Here’s what they care about…. are you ready?   They care about what it’s going to do for them!

So, if you want to have more success in sales, here are a few bullet points for you:

  • Talk less.  Let the client talk 80% of the time.  (Side note, in one client meeting, my “Sheldon Cooper” spoke for 58 minutes and 30 seconds out of one hour, no joke).
  • Listen to them.  And I mean “really listen to them”.  So, put down the phone (keep it in your pocket or leave it in your car or office).  Give them the opportunity to speak 58 minutes out of the hour.  My personal target is 80/20.  Remember, let them talk 80% of the time.
  • Make a connection.  It’s great if we can connect with a client on a personal level.  But if not, at least connect on a professional one.  Maybe you have some common connections or have worked on some similar projects.

Learn the difference between your “why” and your “how”

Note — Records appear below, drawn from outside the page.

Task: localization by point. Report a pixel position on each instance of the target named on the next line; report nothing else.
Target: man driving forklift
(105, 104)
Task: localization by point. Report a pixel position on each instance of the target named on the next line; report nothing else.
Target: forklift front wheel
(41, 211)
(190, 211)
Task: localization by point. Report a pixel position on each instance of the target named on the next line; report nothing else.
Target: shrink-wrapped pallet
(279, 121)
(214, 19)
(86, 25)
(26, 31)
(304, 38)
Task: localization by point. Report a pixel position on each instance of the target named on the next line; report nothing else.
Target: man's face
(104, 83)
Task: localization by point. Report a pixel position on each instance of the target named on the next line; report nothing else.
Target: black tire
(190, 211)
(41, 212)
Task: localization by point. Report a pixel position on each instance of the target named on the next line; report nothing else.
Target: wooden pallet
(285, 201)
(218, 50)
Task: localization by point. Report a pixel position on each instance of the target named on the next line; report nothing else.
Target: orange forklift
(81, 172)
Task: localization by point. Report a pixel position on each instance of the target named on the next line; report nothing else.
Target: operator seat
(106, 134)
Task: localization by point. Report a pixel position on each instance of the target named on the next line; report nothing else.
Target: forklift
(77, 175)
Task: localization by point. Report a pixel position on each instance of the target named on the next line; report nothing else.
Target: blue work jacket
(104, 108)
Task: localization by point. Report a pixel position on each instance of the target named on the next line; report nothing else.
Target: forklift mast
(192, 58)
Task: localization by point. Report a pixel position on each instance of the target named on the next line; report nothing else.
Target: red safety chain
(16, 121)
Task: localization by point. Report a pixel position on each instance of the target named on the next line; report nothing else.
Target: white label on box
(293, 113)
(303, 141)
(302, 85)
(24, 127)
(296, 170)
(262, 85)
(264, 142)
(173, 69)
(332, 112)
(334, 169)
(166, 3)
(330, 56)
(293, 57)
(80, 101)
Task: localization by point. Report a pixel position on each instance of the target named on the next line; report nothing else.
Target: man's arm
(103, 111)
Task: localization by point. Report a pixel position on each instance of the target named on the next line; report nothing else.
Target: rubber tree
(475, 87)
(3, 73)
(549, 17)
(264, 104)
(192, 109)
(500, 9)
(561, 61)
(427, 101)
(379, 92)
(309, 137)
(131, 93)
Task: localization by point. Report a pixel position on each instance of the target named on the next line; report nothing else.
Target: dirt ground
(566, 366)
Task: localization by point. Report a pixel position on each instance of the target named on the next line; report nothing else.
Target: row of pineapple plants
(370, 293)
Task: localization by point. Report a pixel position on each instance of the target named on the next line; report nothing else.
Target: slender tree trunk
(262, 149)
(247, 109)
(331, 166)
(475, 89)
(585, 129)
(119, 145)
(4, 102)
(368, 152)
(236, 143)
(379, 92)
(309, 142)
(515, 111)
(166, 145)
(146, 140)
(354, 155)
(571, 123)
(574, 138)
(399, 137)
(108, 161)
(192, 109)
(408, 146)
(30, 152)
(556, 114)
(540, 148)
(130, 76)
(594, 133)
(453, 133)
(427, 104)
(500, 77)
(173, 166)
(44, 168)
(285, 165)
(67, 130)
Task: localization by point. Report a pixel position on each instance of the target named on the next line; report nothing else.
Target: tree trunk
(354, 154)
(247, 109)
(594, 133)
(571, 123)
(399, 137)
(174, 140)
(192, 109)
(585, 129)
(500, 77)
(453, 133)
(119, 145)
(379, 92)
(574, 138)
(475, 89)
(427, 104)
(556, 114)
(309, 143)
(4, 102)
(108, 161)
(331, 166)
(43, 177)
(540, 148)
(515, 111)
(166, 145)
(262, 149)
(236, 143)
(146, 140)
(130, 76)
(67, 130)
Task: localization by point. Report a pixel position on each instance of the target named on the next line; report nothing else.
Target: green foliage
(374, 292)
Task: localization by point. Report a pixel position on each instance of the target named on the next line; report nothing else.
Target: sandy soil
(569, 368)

Simon Sinek has made “finding your why” everyday speech in today’s business lexicon.  And I agree with him 100%.  But far too many people confuse their “how” with their “why”.  This is where entrepreneurs often get into trouble.  They often are so excited about their new concept, that it becomes the primary thing they want to talk about.  Let’s examine some differences:

  • Your “why” is that you believe the method for handling small business loans is unfair and makes it difficult for small business owners to get financing
    • But your “how” is that you discovered a flaw in how traditional businesses are financed and you came up with a new method
  • Your “why” is that you want to help people communicate
    • But your “how” is that you created a technology that vastly improves video communications between remote locations
  • Your “why” is that you love to help others be successful
    • But your “how” is that you started a business coaching and training company to help business owners be successful

It’s not always easy to separate your “why” from your “how”.  That’s because the “how” is what gets us excited as entrepreneurs.  But it’s the “why” that engages potential customers.

Where do you go next?

Here are some tips for those struggling with this “talk less sell more” concept:

  • Put a timer on you in your next few client meetings.  Maybe you have someone come along with you to do this.  Or record the conversation and play it back later.  Who speaks the most?  If you are over 40% you are talking way too much.
  • Get involved with a networking group that can help you hone the skill of talking about your “why”, and doing it succinctly.  Most BNI groups and other similar groups limit your pitch to 1 minute or less.  This is a great practice.  Toastmasters is another organization that helps you hone the skill of communicating clearly and succinctly.
  • Work on your listening skills.  God gave us two ears and one mouth.  Try using them in that proportion.
  • Go back to some of those lost opportunities and ask for their honest opinion.  Hopefully, you will find one that will give you an honest critique.